Lignin content in alfalfa stems affects the quality of alfalfa as a forage crop and biomass feedstock. Lignin is indigestible and reduces cell wall digestibility in ruminants [58–60]. In addition, the pre-treatment process to remove lignin is one the most costly steps of cellulosic ethanol production [61–64]. Over multiple environments, alfalfa genotype 773 consistently showed higher cell wall lignin content in stems compared to genotype 708 (Figure 1) suggesting differences in the genetics of lignin biosynthesis. In an effort to identify key genes responsible for differences in cell wall properties in stems of genotypes 708 and 773, we identified lignin (phenylpropanoid) pathway genes among the 13,797 genes detected (Additional file 21). Next, we generated a heatmap of gene expression ratios for each selected lignin pathway gene for each pair-wise comparison (see Methods for details). The heatmaps generated were inserted into the lignin biosynthetic pathway (Figure 6). As expected, numerous lignin pathway genes were up-regulated in PES compared to ES internodes (Figure 6, Additional file 21). We also identified lignin genes differentially expressed between the two alfalfa genotypes. For example, several CAD and COMT genes were up-regulated in 773 compared to 708 especially in ES internodes (Figure 6, Additional file 21). These genes may contribute to difference in lignin content in cell walls of stems of genotypes 708 and 773.

Figure 6
figure 6

Lignin pathway genes differentially expressed in stem tissues of two alfalfa genotypes. Pair-wise comparisons were made between stem tissues (ES, PES) of genotypes 708 and 773. Columns in each heatmap from left to right: Log2(708ES/773ES), Log2(708PES/773PES), Log2(708PES/708ES), and Log2(773PES/773ES). The rows in each heatmap represent lignin gene sequences identified in MSGI 1.0. The Log2 expression ratio values were false color-coded using a scale of -3 to 3. The intensity of blue and red indicates the degree of up- and down-regulation of the corresponding lignin gene in the denominator in each column mentioned above. The red and blue color saturates at -3 and 3, respectively. See Methods for details. The heatmaps generated were inserted next to the corresponding lignin gene in the lignin biosynthetic pathway diagram downloaded from the KEGG pathway database http://www.genome.jp/kegg/pathway/map/map00940.html. PAL, phenylalanine ammonia-lyase; C4H, cinnamate-4-hydroxylase; 4CL, 4-coumarate-CoA ligase; HCT, hydroxycinnamoyltransferase; C3H, p-coumarate 3-hydroxylase; CCoAOMT, caffeoyl-CoA 3-O-methyltransferase; CCR1, cinnamoyl-CoA reductase 1; F5H, ferulate 5-hydroxylase; COMT, caffeic acid O-methyltransferase; CAD, cinnamyl-alcohol dehydrogenase.

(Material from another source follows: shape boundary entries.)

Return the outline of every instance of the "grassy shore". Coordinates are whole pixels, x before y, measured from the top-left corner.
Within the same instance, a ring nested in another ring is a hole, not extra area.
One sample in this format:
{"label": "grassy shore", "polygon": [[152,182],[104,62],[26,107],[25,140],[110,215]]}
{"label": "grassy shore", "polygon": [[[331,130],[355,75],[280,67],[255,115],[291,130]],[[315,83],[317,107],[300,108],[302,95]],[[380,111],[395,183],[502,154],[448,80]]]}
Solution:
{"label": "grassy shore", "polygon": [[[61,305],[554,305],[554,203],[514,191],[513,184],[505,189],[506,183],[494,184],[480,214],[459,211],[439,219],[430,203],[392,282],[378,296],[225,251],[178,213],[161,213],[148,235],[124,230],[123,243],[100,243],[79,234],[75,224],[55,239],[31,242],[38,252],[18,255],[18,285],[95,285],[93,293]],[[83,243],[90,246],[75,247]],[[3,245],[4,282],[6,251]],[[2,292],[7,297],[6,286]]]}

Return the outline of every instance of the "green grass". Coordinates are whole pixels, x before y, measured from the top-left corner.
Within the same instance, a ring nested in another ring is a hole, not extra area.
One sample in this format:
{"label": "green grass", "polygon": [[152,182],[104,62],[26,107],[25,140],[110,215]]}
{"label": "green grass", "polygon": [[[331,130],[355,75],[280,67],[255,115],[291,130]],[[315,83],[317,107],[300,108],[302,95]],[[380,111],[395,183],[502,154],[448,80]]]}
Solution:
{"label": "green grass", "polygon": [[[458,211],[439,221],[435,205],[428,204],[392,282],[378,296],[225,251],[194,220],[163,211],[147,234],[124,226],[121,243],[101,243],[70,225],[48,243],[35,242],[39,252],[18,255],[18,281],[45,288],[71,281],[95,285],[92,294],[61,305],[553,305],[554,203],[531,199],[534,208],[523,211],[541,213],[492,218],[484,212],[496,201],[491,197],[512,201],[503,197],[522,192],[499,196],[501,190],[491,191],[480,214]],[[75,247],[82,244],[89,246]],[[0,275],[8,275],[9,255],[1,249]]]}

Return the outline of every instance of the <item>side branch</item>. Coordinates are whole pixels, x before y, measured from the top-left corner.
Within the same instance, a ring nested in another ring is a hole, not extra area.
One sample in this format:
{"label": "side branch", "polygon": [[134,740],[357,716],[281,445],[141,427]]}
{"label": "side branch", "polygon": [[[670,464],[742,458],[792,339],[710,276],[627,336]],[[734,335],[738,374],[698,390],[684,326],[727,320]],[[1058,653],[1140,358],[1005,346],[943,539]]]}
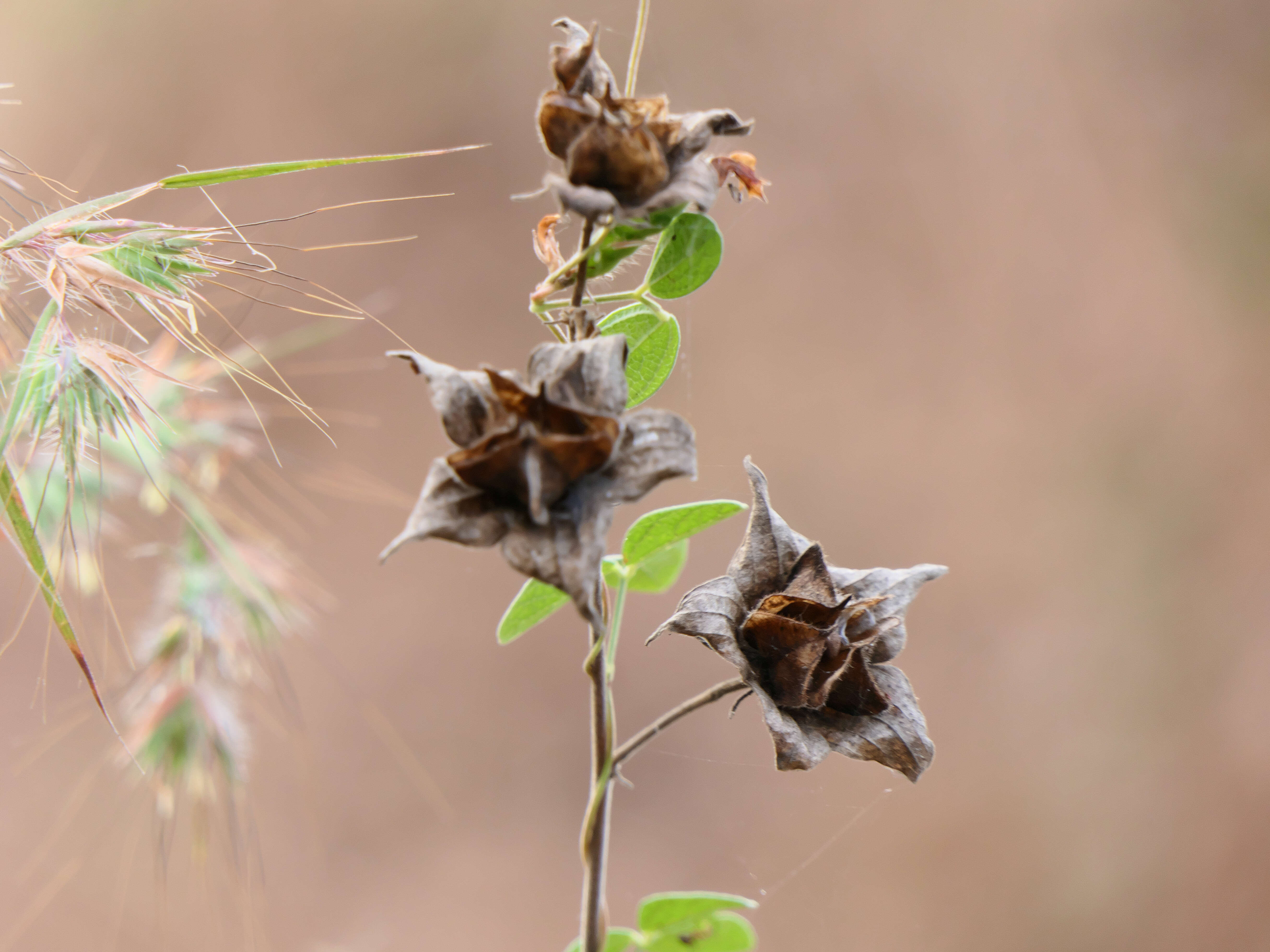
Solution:
{"label": "side branch", "polygon": [[743,682],[740,678],[733,678],[732,680],[720,682],[709,691],[704,691],[695,698],[690,698],[678,707],[667,711],[664,715],[653,721],[653,724],[650,724],[648,727],[641,730],[639,734],[636,734],[634,737],[627,740],[625,744],[617,748],[617,750],[613,751],[613,767],[616,767],[622,760],[634,754],[636,750],[639,750],[641,746],[648,744],[650,740],[653,740],[653,737],[655,737],[665,727],[669,727],[681,717],[692,713],[698,707],[712,704],[719,698],[726,697],[728,694],[740,691],[744,687],[745,682]]}

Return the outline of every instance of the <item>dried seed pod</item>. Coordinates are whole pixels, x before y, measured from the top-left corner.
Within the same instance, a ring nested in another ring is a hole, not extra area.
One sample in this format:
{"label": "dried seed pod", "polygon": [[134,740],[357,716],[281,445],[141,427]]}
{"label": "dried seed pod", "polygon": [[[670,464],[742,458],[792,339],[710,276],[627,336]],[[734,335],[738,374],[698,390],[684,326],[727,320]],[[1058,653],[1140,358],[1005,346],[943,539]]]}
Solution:
{"label": "dried seed pod", "polygon": [[625,411],[625,338],[544,344],[525,380],[457,371],[409,350],[391,355],[428,378],[458,449],[432,463],[405,529],[382,557],[410,539],[502,543],[513,569],[569,593],[601,625],[599,560],[613,506],[662,480],[696,475],[686,420]]}
{"label": "dried seed pod", "polygon": [[734,664],[763,708],[782,770],[815,767],[831,750],[876,760],[916,781],[935,757],[908,678],[884,664],[904,646],[904,613],[942,565],[839,569],[754,491],[745,537],[728,574],[683,597],[654,632],[691,635]]}
{"label": "dried seed pod", "polygon": [[[585,218],[639,217],[685,203],[710,208],[726,173],[701,152],[712,136],[745,136],[753,122],[729,109],[677,116],[665,96],[622,96],[596,50],[597,27],[554,25],[568,42],[551,47],[558,85],[542,94],[537,119],[544,147],[565,162],[563,176],[546,178],[560,204]],[[743,182],[762,182],[753,166],[747,171]]]}

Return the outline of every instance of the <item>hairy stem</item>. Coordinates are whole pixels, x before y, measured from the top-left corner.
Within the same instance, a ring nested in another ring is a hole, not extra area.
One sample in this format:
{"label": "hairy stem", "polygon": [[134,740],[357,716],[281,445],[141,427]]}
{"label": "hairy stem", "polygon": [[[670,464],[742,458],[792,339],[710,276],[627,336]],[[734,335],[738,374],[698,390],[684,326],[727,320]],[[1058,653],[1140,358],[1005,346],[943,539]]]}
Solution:
{"label": "hairy stem", "polygon": [[653,724],[650,724],[648,727],[641,730],[639,734],[636,734],[634,737],[627,740],[625,744],[617,748],[617,750],[613,751],[613,767],[617,767],[617,764],[622,763],[622,760],[631,757],[641,746],[648,744],[650,740],[653,740],[653,737],[655,737],[658,734],[669,727],[681,717],[692,713],[698,707],[712,704],[719,698],[726,697],[728,694],[740,691],[744,687],[745,682],[743,682],[740,678],[733,678],[732,680],[720,682],[719,684],[715,684],[712,688],[710,688],[710,691],[702,691],[695,698],[690,698],[678,707],[667,711],[664,715],[653,721]]}
{"label": "hairy stem", "polygon": [[594,218],[587,218],[587,222],[582,226],[582,240],[578,241],[578,253],[582,255],[582,260],[578,261],[578,279],[573,283],[572,307],[582,307],[582,294],[587,289],[588,255],[585,251],[591,248],[591,230],[593,227],[596,227]]}

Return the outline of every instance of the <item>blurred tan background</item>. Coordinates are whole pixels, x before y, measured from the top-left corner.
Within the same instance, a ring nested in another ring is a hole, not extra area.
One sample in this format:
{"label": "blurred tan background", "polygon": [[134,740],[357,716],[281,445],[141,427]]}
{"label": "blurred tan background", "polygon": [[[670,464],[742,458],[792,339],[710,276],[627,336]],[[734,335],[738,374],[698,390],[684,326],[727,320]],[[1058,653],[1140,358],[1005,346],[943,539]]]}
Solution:
{"label": "blurred tan background", "polygon": [[[517,367],[542,339],[525,302],[550,204],[508,195],[547,168],[549,24],[601,20],[621,74],[634,6],[10,0],[0,80],[23,105],[0,145],[103,194],[179,165],[489,142],[216,198],[254,220],[457,193],[269,234],[420,235],[290,267],[429,355]],[[716,889],[762,900],[772,951],[1270,948],[1267,81],[1270,14],[1250,0],[654,0],[641,91],[757,117],[745,149],[775,184],[766,207],[720,199],[724,263],[673,307],[686,347],[655,402],[697,426],[700,480],[618,529],[747,498],[752,453],[833,561],[952,571],[900,659],[939,748],[927,776],[838,757],[777,774],[753,704],[698,713],[617,793],[616,923],[650,891]],[[138,217],[212,221],[194,194],[147,202]],[[235,314],[253,334],[295,324]],[[423,385],[377,358],[391,343],[366,324],[296,359],[345,362],[292,377],[338,448],[273,426],[288,479],[356,466],[382,486],[274,526],[337,605],[281,651],[295,701],[259,706],[245,853],[224,820],[202,866],[160,838],[60,645],[32,703],[43,618],[4,656],[4,948],[551,952],[574,934],[583,635],[561,613],[499,649],[519,579],[493,552],[376,565],[447,446]],[[730,674],[640,635],[740,529],[634,600],[621,734]],[[146,571],[113,588],[137,626]],[[25,585],[0,552],[6,637]],[[90,650],[100,613],[84,603]]]}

A previous study [25] and the current study both suggest significant genotypic variation for gene expression in alfalfa stem internodes. To identify genes involved in general stem development (ES vs. PES internodes) independent of genotypic variation in gene expression, we selected a subset of alfalfa genes differentially expressed between ES and PES internodes in both genotype 708 and genotype 773 (p < 0.001, FDR < 0.025, ≥ 2-fold difference). A total of 594 genes were identified by further selecting genes with similar differential expression patterns in both genotypes [Log2(PES/ES) ≥ 1 or ≤ -1 in both genotypes] (Additional file 22). Among these genes, about 19% were cell wall-related genes. These genes included 5 cellulose synthase genes (a putative IRX3, two CesA8s, and two COBRAs) and six lignin pathway genes (three 4CLs and three F5Hs) that were up-regulated in PES compared to ES internodes in both genotypes (Additional file 22). In Arabidopsis, IRX3, CesA 8 (IRX1) and COBRA genes are involved in cellulose biosynthesis during secondary cell wall development [46, 55–57, 65, 66]. The gene families that were significantly over-represented among genes up-regulated in PES compared to ES internodes in both genotypes (Fisher's exact test with Bonfferoni correction with z-value cutoff of 1) included arabinogalactan protein (AGP), arginosuccinate synthase, metal handling, and transporter (sucrose, amino acids, and phosphate) families (Additional file 23). The gene families significantly over-represented among genes up-regulated in ES compared to PES internodes in both genotypes included invertase, pectin esterase, simple phenol, gibberellin-responsive, cold-responsive, lipid transfer protein (LTP), and GDSL-motif lipase families (Additional file 23). Cell wall family genes were over-represented among genes up-regulated in both ES and PES Internodes.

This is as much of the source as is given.